Im Schlußkommunique des Brüsseler NATO-Gipfels Anfang März war die Frage auf Drängen Bonns offengehalten und das Wort „Modernisierung“ vermieden worden. Wenige Wochen später aber auf der Verteidigungsplanungs-Tagung Ende Mai verabschiedete die Allianz die geheime Streitkräfteplanung bis 1994: nach allianzüblichem Verfahren durch Bekanntgabe der jeweiligen nationalen Streitkräfteziele mit stillschweigender Billigung durch die Bündnispartner. Wie sich Minister Scholz bei Einbringung der ATAMCS-Systeme durch die USA in die gemeinsame Planung verhielt, hat die Bundesregierung bis heute nicht offenbart.
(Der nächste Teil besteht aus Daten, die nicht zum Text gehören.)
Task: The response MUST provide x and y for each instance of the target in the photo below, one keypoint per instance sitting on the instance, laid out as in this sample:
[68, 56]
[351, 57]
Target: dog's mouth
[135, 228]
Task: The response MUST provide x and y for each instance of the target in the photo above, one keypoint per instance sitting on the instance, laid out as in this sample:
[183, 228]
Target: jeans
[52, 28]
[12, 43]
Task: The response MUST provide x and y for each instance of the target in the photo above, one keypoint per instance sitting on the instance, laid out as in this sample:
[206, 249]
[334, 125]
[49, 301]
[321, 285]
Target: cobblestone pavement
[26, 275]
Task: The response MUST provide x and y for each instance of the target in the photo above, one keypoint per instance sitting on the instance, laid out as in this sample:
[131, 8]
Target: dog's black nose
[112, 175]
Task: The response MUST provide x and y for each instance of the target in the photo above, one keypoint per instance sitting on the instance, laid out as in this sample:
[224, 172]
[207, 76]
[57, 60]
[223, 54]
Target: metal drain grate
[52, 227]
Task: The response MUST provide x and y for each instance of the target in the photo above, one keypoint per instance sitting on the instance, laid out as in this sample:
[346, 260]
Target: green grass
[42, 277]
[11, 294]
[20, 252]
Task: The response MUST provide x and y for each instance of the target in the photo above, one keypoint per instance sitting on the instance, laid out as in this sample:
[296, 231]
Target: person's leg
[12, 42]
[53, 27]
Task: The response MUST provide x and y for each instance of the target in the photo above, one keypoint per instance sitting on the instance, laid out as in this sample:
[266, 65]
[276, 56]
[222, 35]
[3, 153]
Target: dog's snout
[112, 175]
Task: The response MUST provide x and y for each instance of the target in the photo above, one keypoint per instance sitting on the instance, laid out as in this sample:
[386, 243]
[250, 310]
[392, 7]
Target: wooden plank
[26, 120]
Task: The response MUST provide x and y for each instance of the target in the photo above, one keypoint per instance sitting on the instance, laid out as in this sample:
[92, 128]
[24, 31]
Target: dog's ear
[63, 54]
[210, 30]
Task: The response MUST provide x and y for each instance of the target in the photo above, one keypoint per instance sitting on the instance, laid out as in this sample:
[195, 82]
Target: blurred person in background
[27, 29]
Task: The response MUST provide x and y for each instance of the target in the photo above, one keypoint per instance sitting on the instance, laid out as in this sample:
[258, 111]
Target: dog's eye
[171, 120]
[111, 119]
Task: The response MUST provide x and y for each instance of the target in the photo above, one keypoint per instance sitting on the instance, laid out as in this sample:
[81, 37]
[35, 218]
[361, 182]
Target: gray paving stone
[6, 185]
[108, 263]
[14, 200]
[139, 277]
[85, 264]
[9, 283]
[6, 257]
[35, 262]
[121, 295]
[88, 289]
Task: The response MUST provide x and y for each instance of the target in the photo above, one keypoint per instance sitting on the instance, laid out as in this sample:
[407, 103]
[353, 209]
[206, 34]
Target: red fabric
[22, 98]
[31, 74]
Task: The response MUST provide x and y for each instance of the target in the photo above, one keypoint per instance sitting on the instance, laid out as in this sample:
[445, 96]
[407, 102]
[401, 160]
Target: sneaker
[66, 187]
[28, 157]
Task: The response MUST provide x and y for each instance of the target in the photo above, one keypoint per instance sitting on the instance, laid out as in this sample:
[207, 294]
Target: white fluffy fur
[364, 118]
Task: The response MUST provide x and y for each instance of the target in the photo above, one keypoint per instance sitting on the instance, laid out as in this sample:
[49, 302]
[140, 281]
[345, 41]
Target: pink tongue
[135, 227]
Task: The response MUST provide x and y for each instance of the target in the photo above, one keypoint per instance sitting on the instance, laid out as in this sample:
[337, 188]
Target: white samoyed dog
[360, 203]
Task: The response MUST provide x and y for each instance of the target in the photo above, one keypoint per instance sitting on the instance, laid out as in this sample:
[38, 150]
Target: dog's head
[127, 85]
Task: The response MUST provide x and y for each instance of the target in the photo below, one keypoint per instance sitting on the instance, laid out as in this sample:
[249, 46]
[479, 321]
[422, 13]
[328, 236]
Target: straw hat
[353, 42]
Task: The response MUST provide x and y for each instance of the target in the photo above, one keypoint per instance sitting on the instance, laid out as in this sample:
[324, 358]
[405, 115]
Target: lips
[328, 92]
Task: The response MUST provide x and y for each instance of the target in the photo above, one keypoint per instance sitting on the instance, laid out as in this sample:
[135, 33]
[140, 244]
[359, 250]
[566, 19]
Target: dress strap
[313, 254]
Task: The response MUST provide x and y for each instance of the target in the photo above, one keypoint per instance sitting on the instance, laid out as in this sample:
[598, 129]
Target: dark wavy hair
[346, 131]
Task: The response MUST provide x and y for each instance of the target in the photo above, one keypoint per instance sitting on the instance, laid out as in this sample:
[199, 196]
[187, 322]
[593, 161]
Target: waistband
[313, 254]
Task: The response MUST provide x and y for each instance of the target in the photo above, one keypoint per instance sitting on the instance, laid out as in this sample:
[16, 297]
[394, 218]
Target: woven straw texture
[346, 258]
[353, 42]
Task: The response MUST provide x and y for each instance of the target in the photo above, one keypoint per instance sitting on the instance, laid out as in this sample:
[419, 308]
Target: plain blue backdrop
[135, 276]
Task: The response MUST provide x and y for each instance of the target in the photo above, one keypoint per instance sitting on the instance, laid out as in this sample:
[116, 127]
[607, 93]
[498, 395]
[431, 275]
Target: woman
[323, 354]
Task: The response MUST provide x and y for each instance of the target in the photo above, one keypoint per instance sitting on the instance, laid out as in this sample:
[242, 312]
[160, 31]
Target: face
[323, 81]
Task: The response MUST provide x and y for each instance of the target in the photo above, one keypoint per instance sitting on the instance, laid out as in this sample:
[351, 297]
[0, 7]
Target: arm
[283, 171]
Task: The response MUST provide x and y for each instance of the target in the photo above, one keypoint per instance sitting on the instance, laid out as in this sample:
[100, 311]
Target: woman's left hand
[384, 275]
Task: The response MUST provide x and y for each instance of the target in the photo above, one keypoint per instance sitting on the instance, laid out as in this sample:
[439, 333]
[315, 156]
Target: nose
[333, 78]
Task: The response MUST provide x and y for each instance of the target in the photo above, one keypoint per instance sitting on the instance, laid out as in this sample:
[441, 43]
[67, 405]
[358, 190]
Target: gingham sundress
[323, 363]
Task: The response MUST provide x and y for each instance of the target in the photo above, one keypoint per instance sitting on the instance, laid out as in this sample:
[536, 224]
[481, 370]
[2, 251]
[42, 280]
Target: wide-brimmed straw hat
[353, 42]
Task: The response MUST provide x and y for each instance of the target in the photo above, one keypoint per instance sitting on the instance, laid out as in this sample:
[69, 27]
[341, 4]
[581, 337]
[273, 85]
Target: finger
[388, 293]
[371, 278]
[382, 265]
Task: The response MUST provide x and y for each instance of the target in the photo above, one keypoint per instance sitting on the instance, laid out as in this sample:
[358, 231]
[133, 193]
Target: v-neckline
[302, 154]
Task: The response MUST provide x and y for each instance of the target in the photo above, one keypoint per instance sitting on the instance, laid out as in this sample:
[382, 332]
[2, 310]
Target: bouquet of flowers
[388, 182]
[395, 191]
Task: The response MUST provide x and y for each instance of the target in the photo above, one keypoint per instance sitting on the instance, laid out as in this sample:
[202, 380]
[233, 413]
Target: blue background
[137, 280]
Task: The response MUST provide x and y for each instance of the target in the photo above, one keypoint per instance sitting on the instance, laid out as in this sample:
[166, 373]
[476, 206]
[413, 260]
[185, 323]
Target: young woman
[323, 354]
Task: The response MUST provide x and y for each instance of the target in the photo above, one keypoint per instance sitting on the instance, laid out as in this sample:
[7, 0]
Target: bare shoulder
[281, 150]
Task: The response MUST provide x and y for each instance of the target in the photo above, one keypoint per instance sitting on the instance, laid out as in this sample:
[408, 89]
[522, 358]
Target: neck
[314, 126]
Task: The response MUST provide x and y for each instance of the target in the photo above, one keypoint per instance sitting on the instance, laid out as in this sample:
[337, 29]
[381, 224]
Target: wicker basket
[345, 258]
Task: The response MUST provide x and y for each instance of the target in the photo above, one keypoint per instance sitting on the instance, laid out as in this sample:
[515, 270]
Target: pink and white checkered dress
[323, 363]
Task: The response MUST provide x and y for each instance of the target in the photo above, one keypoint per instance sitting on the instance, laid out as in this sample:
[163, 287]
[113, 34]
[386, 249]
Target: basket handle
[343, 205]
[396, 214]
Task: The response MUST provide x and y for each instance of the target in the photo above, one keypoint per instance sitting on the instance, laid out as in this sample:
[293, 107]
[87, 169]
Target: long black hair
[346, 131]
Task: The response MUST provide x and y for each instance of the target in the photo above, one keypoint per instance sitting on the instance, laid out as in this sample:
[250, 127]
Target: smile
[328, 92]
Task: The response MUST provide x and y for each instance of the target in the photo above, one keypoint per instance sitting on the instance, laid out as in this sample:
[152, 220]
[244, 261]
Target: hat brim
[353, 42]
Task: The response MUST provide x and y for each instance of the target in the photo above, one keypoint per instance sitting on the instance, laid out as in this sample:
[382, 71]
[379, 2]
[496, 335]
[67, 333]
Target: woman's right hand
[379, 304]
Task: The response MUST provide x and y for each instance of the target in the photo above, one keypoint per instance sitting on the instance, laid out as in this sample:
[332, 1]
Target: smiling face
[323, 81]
Die in Reagans Haushaltsvorlage zugesicherte „Unterstützung der Bündnispartner“ für diese Systeme war Bedingung des Kongresses bei der Bewilligung von Geldern für die ATAMCS -Entwicklung. Bei der Beschaffung neuer Waffensysteme ist die Entwicklung die entscheidende Weichenstellung.

Seit Bestehen der NATO sind fast sämtliche von den USA in die gemeinsame Streitkräfteplanung eingebrachten Waffen auch entwickelt, produziert und NATO-weit eingeführt worden. Ein förmlicher Stationierungsschluß der NATO wird erst notwendig, wenn der Kongreß Gelder für die Serienproduktion der nuklearen ATAMCs freigeben soll. Der politisch günstige Moment für einen solchen Beschluß lag aus Bonner Sicht bislang im Jahr 1992 - nach der Bundestagswahl.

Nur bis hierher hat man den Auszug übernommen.